Amerikan Havacılık ve Uzay Dairesi (NASA), dünya dışı bir medeniyetle iletişim kurma ümidiyle, 1970’li yıllarda dört uzay gemisinin güvertesinde gezegenimizin uzaydaki konumunu gösteren haritalar yerleştirmişti.
NTV’nin haberine göre, dünya dışı bir medeniyet NASA’nın 40 yıl önce gönderdiği bu haritaları kullanarak dünyayı bulabilir.
Peki bu durum insanlık adına bir tehdit oluşturuyor mu? Bu sorunun yanıtı eski NASA çalışanı Frank Drake’ten geldi.
Bu haritaları tasarlayan Dr. Frank Drake bu kararın ne denli büyük bir tehdit olduğuna dair açıklamalarda bulundu.
Şu anda Güneş Sistemi’nden çıkmış durumda olan bu araçların uzay derinliğinde yollarına devam ettiğinin altını çizen Drake, bunun gezegenimiz için bir tehdit oluşturabileceğini belirtti.
Dünya dışı bir medeniyete gezegenimizin yerini göstermenin sonumuzu getirebileceği uyarısı geçtiğimiz aylarda ünlü İngiliz fizikçi Hawking tarafından da yapılmıştı.
Oxford Üniversitesi de araştırmalarını sürdürüyor
“Uzaylılar bizimle neden bağlantı kurmuyor?” Sorusuna cevap geçtiğimiz aylarda Oxford Üniversitesi çalışanlarınca hazırlanan bir raporda cevap bulmuştu.
İngiltere’nin en prestijli üniversitelerinden birisi olarak gösterilen Oxford Üniversitesi akademisyenleri tarafından ortaya atılan teoriye göre, insanoğlunun uzaylı bir medeniyetle iletişim kurmamasının nedeni evrenin ısısı olabilir.

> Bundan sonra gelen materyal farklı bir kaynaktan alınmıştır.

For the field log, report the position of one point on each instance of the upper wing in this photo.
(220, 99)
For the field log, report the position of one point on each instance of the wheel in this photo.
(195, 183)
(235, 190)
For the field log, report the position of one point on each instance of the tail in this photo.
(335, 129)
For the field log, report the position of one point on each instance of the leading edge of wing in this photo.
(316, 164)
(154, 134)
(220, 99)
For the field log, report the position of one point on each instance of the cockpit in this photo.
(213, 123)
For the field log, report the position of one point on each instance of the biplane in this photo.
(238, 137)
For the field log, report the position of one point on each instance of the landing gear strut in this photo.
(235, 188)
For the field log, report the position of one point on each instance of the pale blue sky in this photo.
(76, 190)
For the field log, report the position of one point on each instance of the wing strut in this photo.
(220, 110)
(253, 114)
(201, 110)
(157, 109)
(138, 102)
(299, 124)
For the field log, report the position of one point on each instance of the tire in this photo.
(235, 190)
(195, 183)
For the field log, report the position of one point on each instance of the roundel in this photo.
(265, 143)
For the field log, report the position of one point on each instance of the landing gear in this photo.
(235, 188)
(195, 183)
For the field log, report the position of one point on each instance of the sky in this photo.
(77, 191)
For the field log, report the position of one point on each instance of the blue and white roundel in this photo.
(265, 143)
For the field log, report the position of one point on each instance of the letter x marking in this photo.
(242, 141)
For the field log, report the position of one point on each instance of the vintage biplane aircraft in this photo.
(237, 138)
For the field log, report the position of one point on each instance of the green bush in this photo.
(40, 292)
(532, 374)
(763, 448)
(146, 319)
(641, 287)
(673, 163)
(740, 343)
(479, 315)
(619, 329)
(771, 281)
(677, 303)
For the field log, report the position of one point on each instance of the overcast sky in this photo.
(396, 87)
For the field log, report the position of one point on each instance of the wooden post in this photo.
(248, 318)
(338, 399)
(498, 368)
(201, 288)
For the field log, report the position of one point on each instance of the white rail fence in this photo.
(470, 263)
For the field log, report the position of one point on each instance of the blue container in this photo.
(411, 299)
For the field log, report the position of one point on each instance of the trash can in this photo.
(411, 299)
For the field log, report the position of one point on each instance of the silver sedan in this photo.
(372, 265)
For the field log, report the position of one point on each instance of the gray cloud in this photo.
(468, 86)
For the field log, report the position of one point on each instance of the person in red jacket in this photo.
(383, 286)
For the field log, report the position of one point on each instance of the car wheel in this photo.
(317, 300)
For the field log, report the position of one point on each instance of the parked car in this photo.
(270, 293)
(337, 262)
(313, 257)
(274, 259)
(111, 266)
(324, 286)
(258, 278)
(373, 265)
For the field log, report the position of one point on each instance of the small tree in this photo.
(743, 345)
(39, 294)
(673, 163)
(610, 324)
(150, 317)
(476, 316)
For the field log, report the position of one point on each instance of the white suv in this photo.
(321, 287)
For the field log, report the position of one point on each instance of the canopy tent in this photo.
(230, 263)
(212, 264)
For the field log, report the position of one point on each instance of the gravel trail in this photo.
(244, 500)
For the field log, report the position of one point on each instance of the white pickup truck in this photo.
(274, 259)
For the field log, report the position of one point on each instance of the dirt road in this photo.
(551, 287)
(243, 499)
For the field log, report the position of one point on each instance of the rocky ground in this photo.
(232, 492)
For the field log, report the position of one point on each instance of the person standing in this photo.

İleri teknolojiye sahip bir uzaylı medeniyetinin dijitalleştiğini varsayan ‘Aestivation Hipotezi’ olarak adlandırılan bu iddiaya göre, evrende başka medeniyetler arayan uygarlıklar evrenin koşulları düzelene kadar hipernasyon yani kış uykusunda olabilir.
Pek çok filme konu olan bu olayın neden henüz gerçekleşmediğini araştıran başka kurumlardaki bilim insanlarının belirlediği diğer tezler ise şöyle…
Evrende gezegenimize benzeyen 40 milyar gezegen var. Ancak herhangi bir gelişmiş medeniyetin bizimle bağlantı kurması sandığımızdan daha uzun sürebilir.
Zira uzaylıların kullandığı dalgaların seyahat mesafesi sandığımızdan daha yavaş olabilir.
Ayrıca bu dalgalar bizim fark edemeyeceğimiz kompleks bir yapıya sahip olduğu için gözden kaçırıyor da olabiliriz.
Zira uzayı 1984’ten beri dinliyoruz ve bu teknolojimiz oldukça ilkel olabilir.
Ayrıca gezegenimizden 32 ışık yılı uzaklıktaki dalgalar henüz bize ulaşmış değil. Evrenin büyüklüğü göz önünde bulundurulduğunda bize doğru ilerleyen “ilk merhaba” mesajı hala yolda olabilir.
Bizim de uzaya 100 yıldan biraz fazla süredir dalga gönderdiğimizi düşünürsek bizim mesajımızın da hala bir medeniyete ulaşamadığını söylemek mümkün.
En karamsar senaryoya göre, evrende başka yaşamlar arayan tek medeniyet biz olabiliriz.
Ya da başka bir gezegendeki yaşam daha biz ulaşamadan kendisini yok etmiş olabilir. Gezegenimizin Soğuk Savaş yıllarında nükleer savaş tehdidi altında yaşadığını düşünürsek başka bir medeniyetin benzer bir sebepten yok olması da oldukça muhtemel.
En kötü senaryo ise Hollywood’un en çok işlediği konu olan gelişmiş bir medeniyetin evrendeki diğer uygarlıkları işgal ederek gelişimini sürdürmesi.